Library of Congress Retires ‘Illegal Alien,’ Uses ‘Noncitizen’

Supporters of immigration reform / AP

The Library of Congress is nixing the term "illegal alien" from its international subject headings in response to student activists at Dartmouth College who complained that the wording is dehumanizing.

An alliance of students at the Ivy League institution who advocate for immigration reform first sent a petition to the Library of Congress in 2014 urging staff to instead use the term "undocumented" to describe those in the United States illegally, The Dartmouth reported.

The Library of Congress has announced that it will use "unauthorized immigration" and "noncitizen" to  replace "illegal aliens" in its bibliographical records. The Library of Congress Subject Headings is the most commonly used library indexing tool in the world.

The Dartmouth Coalition for Immigration Reform, Equality and DREAMers, or CoFIRED, worked with library associations across the U.S. to push for the changes.

Dennise Hernandez, co-director of CoFIRED, said in a statement released Tuesday that "referring to immigrants as ‘illegal’ is an offensive, dehumanizing term and … there is no excuse to continue using it." Hernandez demanded that politicians and media outlets stop using the phrase "illegal aliens."

Other activists argued that there is no such thing as an "illegal person."

Officials at the Library of Congress in 2014 initially rejected CoFIRED’s petition advocating to replace "illegal alien" with "undocumented immigrant," arguing then that the terms are not synonymous.

Library staff ultimately determined that the word "aliens" is often misunderstood and that the phrase "illegal aliens" has become pejorative.

"Illegal aliens is a dehumanizing, racially charged term," Oscar Cornejo, co-founder of CoFIRED, told Fox News. "It’s about changing how we talk about things.

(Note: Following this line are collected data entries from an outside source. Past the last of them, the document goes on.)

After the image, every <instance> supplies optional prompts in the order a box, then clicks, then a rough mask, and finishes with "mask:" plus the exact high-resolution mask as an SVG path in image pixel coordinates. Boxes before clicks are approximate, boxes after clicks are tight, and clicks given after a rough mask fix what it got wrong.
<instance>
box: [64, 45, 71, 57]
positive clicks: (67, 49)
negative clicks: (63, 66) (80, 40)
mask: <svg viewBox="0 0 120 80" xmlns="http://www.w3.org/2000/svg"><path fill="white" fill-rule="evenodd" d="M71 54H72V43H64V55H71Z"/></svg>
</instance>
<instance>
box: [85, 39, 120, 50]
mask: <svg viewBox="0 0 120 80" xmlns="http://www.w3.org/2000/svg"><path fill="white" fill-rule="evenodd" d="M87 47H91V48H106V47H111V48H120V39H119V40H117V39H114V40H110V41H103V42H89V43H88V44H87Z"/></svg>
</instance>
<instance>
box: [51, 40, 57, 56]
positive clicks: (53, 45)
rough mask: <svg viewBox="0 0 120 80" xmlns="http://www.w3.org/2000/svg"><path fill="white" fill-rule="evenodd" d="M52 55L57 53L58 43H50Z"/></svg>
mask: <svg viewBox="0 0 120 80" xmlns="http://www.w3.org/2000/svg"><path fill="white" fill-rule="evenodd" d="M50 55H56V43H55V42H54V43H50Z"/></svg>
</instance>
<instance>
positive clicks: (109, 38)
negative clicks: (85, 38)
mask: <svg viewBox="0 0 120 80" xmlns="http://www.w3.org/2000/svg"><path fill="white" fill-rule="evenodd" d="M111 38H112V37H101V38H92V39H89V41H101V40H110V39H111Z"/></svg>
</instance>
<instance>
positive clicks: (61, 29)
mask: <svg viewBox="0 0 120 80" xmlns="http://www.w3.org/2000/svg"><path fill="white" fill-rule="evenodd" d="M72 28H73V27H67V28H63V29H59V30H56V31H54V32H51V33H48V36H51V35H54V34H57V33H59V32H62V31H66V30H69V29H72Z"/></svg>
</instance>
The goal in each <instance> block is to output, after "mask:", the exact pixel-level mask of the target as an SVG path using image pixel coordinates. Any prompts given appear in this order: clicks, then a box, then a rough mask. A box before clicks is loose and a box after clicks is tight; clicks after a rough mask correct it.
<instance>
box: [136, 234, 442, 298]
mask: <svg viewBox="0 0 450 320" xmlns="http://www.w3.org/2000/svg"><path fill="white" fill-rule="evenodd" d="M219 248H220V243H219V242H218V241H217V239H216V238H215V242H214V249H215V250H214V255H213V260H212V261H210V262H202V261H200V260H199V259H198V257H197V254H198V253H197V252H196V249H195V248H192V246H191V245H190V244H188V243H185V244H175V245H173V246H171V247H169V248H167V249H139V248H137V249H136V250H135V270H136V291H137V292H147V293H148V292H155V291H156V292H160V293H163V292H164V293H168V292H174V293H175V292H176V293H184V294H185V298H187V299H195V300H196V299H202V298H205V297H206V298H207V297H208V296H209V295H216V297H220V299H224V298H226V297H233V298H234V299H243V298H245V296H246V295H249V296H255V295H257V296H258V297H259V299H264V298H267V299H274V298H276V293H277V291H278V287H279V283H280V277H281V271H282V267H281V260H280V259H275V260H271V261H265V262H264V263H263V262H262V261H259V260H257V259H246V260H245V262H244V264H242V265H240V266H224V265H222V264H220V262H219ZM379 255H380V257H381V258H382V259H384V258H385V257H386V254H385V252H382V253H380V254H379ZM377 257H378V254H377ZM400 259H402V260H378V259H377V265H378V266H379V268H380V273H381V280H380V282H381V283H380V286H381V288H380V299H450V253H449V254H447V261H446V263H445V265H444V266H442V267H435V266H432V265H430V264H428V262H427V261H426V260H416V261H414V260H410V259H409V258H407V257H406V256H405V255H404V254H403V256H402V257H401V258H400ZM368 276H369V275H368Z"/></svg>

The word alien makes undocumented people seem far removed … extraterrestrial."

"Illegal alien" is still an official government term used to describe immigrants who are in the country illegally.

In October 2015, Rep. Joaquin Castro (D., Texas) introduced legislation that would eliminate the term from federal law. The bill has yet to advance.

The movement to drop the term gained momentum in 2013 after the Associated Press announced it would no longer use "illegal" or "illegal immigrant" to describe individuals.